И вот, в одну из таких минут, когда я уже не думал ни о чем, кроме смерти, в углу нашей камеры вдруг зазвучала… песня. Я не понимал ее слов, — ее пел один араб. Арабские песни какие-то особенные и необычные
Когда я услышал эту арабскую песню, она глубоко проникла в мое сердце и внушила уверенность в том, что, пока моя жизнь продолжается, ничего еще не потеряно и мне, возможно, удастся вернуться к ее сладким источникам, а если и не удастся, то прекрасно уже и сознание того, что жизнь повсюду неустанно кипит и идет вперед, суровая, созидающая, непреодолимая. Я вдруг почувствовал такой прилив сил, что твердо решил никому не позволить отстранить меня от стола жизни и лишить возможности снова принять участие в ее пиршествах. Вот как подействовала на меня эта арабская песня, мелодия которой была трудно уловимой, но близкой моему сердцу. Это была как раз та самая песня, о которой я, помнится, только намекнул во введении к книге.
Как ни странно, на следующее утро тюремщики вынесли нашего певца… мертвым. Араб уже окоченел — вероятно, он умер в тот же вечер, когда спел свою песню. По-видимому, вместе с этой песней он выдохнул и всю свою душу. Не знаю почему, но мне казалось, что это был счастливый человек. Его не смогли удержать в тюрьме. Со своей песней он вырвался туда, откуда его уже никто не мог вернуть. Ведь ничего не стоит посадить человека в тюрьму, подвергнуть пыткам, искалечить и убить его, но невозможно сделать одного — мне трудно выразить это словами — убить душу, дух, мысль, мечту, любовь к жизни. Смотрите-ка, араб умер, его унесли отсюда, но то, что он пропел, осталось здесь, в наших сердцах, и я, уже более сильный и богатый, понесу мечту погибшего араба в своем сердце.

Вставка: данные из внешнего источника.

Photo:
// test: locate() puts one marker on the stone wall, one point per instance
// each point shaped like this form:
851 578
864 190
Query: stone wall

Вскоре перед нами распахнулись ворота баньо и нас вывели из него. Выйдя на свет, мы в первую минуту чуть не ослепли. Но палки и кулаки тюремщиков быстро привели нас в чувство.
Нас гнали к пристани. Доковыляв до набережной, я поднял голову и впервые в жизни увидел перед собой море. Хотя боль в моих костях нисколько не уменьшилась, но я забыл о ней. Очутившись прямо на берегу океана, я оцепенел, очарованный им, словно птичка, загипнотизированная змеиным взглядом, и никак не мог оторвать от него глаз.

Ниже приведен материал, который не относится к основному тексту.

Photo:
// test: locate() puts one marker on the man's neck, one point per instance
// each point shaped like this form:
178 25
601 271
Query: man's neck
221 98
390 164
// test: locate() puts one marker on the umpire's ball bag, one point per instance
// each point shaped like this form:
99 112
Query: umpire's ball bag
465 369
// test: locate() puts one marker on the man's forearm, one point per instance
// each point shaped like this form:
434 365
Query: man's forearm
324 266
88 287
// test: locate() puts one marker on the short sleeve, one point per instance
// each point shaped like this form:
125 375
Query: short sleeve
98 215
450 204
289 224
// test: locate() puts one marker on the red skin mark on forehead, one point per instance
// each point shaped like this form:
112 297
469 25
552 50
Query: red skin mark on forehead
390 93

Мне никогда не удастся передать того, как подействовало на меня море, но если бы я и смог это сделать, то тот, кто не видел его, все равно не понял бы меня. Что рассказать о нем? Тут человек легко убеждается, как бедна и как бессильна его речь.
В тот день море было сравнительно спокойно, по его поверхности катились небольшие волны, которые, кудрявясь белыми гребнями, перегоняли друг друга и налетали на берег, рассыпаясь брызгами. Море глухо шумело, точно страшная, но проходящая стороной, буря, которая доходит до берега лишь как слабый непрерывный шум. А его необозримая широта! Сплошная вода до самого горизонта… Для меня, жителя горной страны, вероятно, самым необычным было то, что вся эта бескрайняя водная равнина была живой, меняющейся, находящейся в непрерывном движении. Здесь, на берегу,
Однако нам недолго позволили любоваться этим зрелищем. Нас повели теперь к молу, у которого стоял на якоре большой корабль. До сих пор я видел только речные суда, а их вошло бы в этот корабль несколько штук.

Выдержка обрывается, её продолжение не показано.